Shoulder joint motion (gleno-humeral articulation) occurs when there is relative movement between the head of the humerus and the glenoid fossa of the scapula. Like all joints, real motion of either bone can occur, and often both bones are moving. The shoulder is described as not only tri-planar, but also tri-axial. Motion at the shoulder can occur in any of the three planes separately allowing for multiple three-dimensional combinations to facilitate complex functions.
The gleno-humeral articulation is considered an extremity joint. Like all extremity joints, the relative joint motion is named by the distal bone’s relationship with the proximal bone. Whenever both bones move in the same direction, if the humerus (distal bone) moves faster than the scapula, the real bone motion of the humerus and the relative joint motion at the shoulder will be the same. This is easy for our eyes to see and our brain to interpret. If the humerus is flexing faster than the scapula, the relative joint motion will be flexion. If the humerus is externally rotating faster than the scapula, the relative joint motion will be external rotation. The only source of confusion is the terms used for describing the real scapula bone motion. However, the lack of consistent terminology in each plane creates greater confusion when the scapula is moving faster than the humerus. The table below shows the real bone motions when moving in the same direction.

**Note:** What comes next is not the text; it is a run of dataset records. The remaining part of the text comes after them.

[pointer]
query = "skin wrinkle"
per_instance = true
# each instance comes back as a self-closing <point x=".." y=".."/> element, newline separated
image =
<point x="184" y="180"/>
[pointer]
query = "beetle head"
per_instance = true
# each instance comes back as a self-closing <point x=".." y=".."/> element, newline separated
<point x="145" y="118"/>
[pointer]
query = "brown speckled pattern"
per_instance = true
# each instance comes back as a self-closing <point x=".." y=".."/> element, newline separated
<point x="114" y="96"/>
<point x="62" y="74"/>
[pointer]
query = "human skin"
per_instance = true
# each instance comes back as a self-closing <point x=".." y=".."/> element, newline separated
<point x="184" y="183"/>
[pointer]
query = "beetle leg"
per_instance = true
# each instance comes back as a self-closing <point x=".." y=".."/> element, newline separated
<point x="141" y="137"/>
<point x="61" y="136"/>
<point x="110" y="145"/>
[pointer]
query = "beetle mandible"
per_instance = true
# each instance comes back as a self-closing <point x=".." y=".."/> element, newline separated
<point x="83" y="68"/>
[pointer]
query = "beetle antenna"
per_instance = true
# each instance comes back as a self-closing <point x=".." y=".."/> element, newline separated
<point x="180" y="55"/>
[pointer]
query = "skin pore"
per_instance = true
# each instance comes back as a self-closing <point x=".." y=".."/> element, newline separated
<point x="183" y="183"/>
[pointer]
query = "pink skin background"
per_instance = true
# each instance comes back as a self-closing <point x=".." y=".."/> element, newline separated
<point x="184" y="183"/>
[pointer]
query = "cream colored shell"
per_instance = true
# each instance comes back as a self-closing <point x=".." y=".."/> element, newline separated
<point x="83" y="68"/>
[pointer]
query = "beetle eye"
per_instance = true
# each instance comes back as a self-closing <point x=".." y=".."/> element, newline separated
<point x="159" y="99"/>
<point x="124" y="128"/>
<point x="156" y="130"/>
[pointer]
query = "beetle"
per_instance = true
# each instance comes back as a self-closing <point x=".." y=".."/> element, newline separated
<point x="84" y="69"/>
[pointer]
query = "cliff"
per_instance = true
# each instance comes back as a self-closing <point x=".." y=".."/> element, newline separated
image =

When the scapula moves faster (in the same direction) than the humerus, then what we see the humerus do (real motion) and the relative motion at the gleno-humeral articulation are not the same. They are opposite. One example from each plane using the Table above would be:
When the scapula anteriorly rotates faster than the humerus extends, the relative joint motion is flexion.
When the scapula downwardly rotates faster than the humerus adducts, the relative joint motion is abduction.
When the scapula protracts faster than the humerus internally rotates, the relative joint motion is external rotation.
During function, if the motion is driven by the hand, then the humerus usually goes faster. But when the motion is driven by the head, trunk or legs, then the scapula will often move faster.
During functional activities the bones may be moving in opposite directions. When this occurs, the relative joint motion is NOT determined by which bone is going faster. If they are moving in the same plane, but in opposite directions, the proximal bone adds to the joint motion created by the distal bone, and the relative joint motion is the same as the distal bone motion.
There is a special case of bones moving in opposite directions that is critical for function. This starts with the bones moving in the same direction, but the proximal bone often reverses direction before the distal bone. This occurs in what the Gray Institute calls the Transformational Zone. This sequence of proximal before distal creates a powerful functional load to the muscles that is part of all functional movements.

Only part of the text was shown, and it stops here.